We have not in the slightest degree impaired
the strength of the common enemy in any one of those points in which his
particular force consists,--at the same time that new enemies to
ourselves, new allies to the Regicide Republic, have been made out of
the wrecks and fragments of the general confederacy. So far as to the
selfish part. As composing a part of the community of Europe, and
interested in its fate, it is not easy to conceive a state of things
more doubtful and perplexing. When Louis the Fourteenth had made himself
master of one of the largest and most important provinces of
Spain,--when he had in a manner overrun Lombardy, and was thundering at
the gates of Turin,--when he had mastered almost all Germany on this
side the Rhine,--when he was on the point of ruining the august fabric
of the Empire,--when, with the Elector of Bavaria in his alliance,
hardly anything interposed between him and Vienna,--when the Turk hung
with a mighty force over the Empire on the other side,--I do not know
that in the beginning of 1704 (that is, in the third year of the
renovated war with Louis the Fourteenth) the state of Europe was so
truly alarming. To England it certainly was not. Holland (and Holland is
a matter to England of value inestimable) was then powerful, was then
independent, and, though greatly endangered, was then full of energy and
spirit.
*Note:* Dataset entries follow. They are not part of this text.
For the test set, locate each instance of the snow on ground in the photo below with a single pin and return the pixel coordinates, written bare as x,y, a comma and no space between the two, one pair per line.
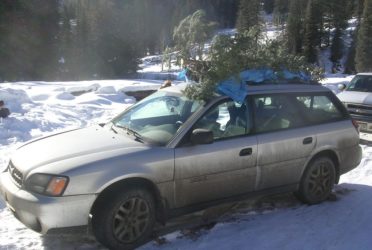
280,222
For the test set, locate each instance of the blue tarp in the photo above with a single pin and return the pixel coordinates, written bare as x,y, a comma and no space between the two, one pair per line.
237,88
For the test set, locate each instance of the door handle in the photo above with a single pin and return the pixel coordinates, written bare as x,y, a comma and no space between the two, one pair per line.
307,140
245,151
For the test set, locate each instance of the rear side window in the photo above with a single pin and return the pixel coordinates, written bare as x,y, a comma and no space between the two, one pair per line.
285,111
319,109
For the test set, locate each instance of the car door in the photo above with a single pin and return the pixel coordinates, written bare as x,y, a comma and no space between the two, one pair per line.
222,169
284,142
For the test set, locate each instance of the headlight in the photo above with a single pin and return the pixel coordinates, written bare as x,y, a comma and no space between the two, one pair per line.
51,185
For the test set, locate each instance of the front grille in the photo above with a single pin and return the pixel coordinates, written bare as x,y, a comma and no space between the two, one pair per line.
15,173
359,109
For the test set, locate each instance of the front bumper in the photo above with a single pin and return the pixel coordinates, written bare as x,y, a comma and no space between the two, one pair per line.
42,213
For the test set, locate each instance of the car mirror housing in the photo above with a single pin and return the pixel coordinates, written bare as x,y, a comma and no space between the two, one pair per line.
341,86
201,136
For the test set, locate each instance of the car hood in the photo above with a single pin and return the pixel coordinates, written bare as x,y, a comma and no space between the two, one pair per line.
70,144
356,97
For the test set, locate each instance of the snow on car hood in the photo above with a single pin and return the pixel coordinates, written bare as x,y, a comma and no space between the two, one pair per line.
356,97
69,144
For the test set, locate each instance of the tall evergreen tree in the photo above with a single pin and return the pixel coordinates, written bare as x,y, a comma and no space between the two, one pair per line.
313,28
338,18
281,11
294,29
363,56
268,6
248,15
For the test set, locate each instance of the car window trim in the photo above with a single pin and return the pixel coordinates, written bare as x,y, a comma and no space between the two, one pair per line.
340,107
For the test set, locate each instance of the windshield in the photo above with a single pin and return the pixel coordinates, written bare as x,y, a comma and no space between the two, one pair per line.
157,118
362,83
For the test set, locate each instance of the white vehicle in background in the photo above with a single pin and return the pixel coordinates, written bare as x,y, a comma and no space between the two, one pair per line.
357,97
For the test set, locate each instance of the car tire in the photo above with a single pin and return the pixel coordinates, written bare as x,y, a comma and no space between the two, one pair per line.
317,181
125,221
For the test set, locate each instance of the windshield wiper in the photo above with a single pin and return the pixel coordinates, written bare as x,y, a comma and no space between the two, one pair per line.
130,131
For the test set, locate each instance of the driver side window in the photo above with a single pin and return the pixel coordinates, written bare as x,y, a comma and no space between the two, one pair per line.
225,120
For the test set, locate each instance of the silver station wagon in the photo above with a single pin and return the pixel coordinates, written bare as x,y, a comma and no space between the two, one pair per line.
168,155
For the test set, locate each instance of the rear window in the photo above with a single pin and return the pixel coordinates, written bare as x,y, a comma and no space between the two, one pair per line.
285,111
361,83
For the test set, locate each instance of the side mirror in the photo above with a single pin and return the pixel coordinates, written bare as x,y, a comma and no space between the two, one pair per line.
201,136
341,86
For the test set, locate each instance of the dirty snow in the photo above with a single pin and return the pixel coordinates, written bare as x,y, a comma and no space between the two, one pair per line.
281,222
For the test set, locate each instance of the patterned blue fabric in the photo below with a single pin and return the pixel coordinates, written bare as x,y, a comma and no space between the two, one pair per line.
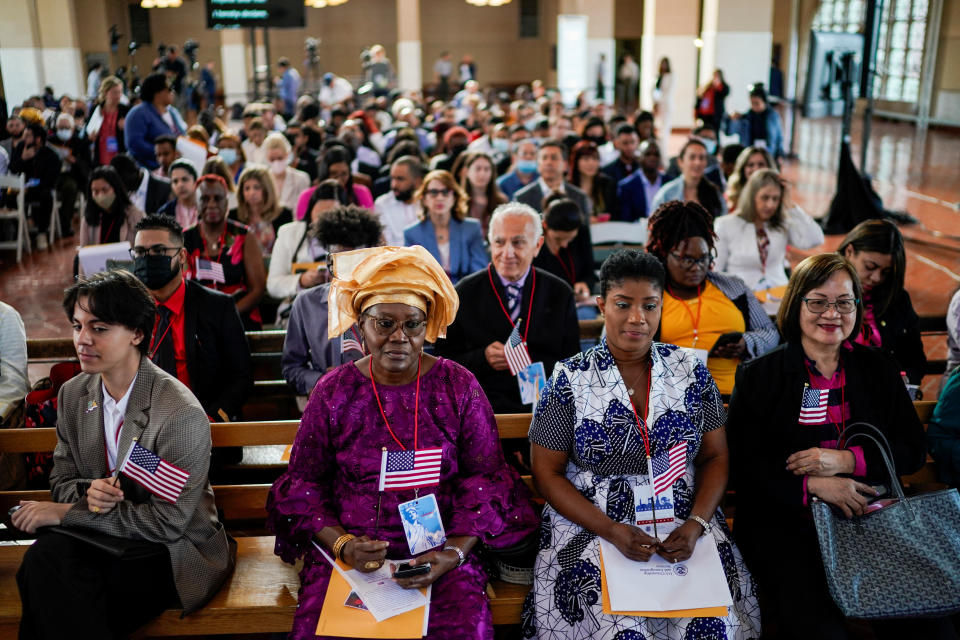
585,410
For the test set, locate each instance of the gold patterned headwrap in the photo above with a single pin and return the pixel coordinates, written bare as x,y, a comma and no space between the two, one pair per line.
381,275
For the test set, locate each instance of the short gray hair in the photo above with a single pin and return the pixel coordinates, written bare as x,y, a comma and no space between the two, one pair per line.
516,209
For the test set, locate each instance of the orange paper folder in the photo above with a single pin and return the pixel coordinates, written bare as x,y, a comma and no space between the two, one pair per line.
704,612
337,619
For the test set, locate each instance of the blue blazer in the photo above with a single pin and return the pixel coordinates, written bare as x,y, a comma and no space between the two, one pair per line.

But the great resource of Europe was in England: not in a sort
of England detached from the rest of the world, and amusing herself
with the puppet-show of a naval power, (it can be no better, whilst all
the sources of that power, and of every sort of power, are precarious,)
but in that sort of England who considered herself as embodied with
Europe, but in that sort of England who, sympathetic with the adversity
or the happiness of mankind, felt that nothing in human affairs was
foreign to her.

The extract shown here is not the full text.